Le président de la FIFA, Gianni Infantino, traverse la plus grave crise interne de son règne. Candidat à sa propre réélection en mars 2027 à Rabat, l'Italo-Suisse de 56 ans voit ses plus proches collaborateurs et des figures historiques de l'institution prendre publiquement leurs distances après l'échec retentissant de son projet d'ouverture du Mondial aux investisseurs privés.
Le projet en question, révélé par la presse la semaine dernière, prévoyait la création d'une société commerciale nommée FIFA Forward Enterprise (FFE), destinée à "libérer le potentiel commercial" du football selon les mots d'Infantino. Présenté par surprise, il a provoqué un tollé mondial et a été définitivement retiré dans la nuit de vendredi à samedi sous la pression de l'UEFA, de la CONCACAF et de nombreux acteurs du football.
C'est Arsène Wenger qui a allumé la première mèche en interne. L'ancien entraîneur légendaire d'Arsenal, directeur du développement du football mondial à la FIFA depuis 2019, a déclaré mardi que "la décision de retirer le projet était absolument nécessaire et incontestable". Dans un communiqué, le Français affirme croire "fermement à une Fifa indépendante, qui sert le football avec engagement, transparence, et intégrité" et assure qu'il "n'était pas impliqué dans ce projet dont j'ai appris l'existence dans la presse".
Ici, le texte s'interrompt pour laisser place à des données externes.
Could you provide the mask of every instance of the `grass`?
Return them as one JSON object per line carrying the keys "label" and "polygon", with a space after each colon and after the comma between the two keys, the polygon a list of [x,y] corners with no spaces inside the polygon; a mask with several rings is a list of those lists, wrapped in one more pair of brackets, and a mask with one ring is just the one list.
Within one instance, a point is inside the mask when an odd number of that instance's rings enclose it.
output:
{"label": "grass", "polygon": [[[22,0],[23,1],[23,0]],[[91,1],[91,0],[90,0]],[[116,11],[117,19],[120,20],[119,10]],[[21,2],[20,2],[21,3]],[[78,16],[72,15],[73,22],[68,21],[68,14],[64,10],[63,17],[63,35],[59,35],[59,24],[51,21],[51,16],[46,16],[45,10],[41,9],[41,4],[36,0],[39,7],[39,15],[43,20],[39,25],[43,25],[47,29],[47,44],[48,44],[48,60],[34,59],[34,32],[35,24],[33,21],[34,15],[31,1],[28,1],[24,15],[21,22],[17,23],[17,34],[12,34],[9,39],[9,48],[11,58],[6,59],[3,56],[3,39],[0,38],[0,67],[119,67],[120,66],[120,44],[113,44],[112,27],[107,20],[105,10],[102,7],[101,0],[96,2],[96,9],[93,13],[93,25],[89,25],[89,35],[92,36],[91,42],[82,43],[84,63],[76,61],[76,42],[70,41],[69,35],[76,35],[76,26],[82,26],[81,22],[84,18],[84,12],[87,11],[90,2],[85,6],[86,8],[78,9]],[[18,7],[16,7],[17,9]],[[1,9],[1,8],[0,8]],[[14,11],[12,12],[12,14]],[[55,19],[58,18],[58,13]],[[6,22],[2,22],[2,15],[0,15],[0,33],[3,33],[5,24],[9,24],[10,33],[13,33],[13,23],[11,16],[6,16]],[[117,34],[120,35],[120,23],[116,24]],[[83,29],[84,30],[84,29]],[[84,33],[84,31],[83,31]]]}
La fronde s'est ensuite propagée au cœur même du pouvoir. Mattias Grafström, secrétaire général de la FIFA et ancien chef de cabinet d'Infantino, a adressé mardi un mail aux salariés, consulté par l'AFP, où il regrette "une série d'événements tristes et condamnables" ayant "heureusement abouti à l'abandon permanent" du projet. Il ajoute : "Les individus, les moments d'instabilité et les épisodes malheureux passent. L'institution, sa mission et sa responsabilité envers le football continuent". Quelques jours plus tôt, son conseiller principal Carlos Cordeiro avait démissionné en s'opposant "catégoriquement" à la FFE.
À l'extérieur, la pression est encore plus forte. La CONCACAF a réclamé une "mise à plat complète" de la gouvernance d'Infantino, tandis que l'UEFA, après avoir menacé de boycotter les Coupes du monde, a annoncé avoir "perdu confiance" en lui. Dans une lettre officielle envoyée vendredi à la FIFA, l'instance européenne annonce "envisager activement d'engager une action en justice" et demande de conserver "tous les documents et informations stockées électroniquement" concernant la FFE.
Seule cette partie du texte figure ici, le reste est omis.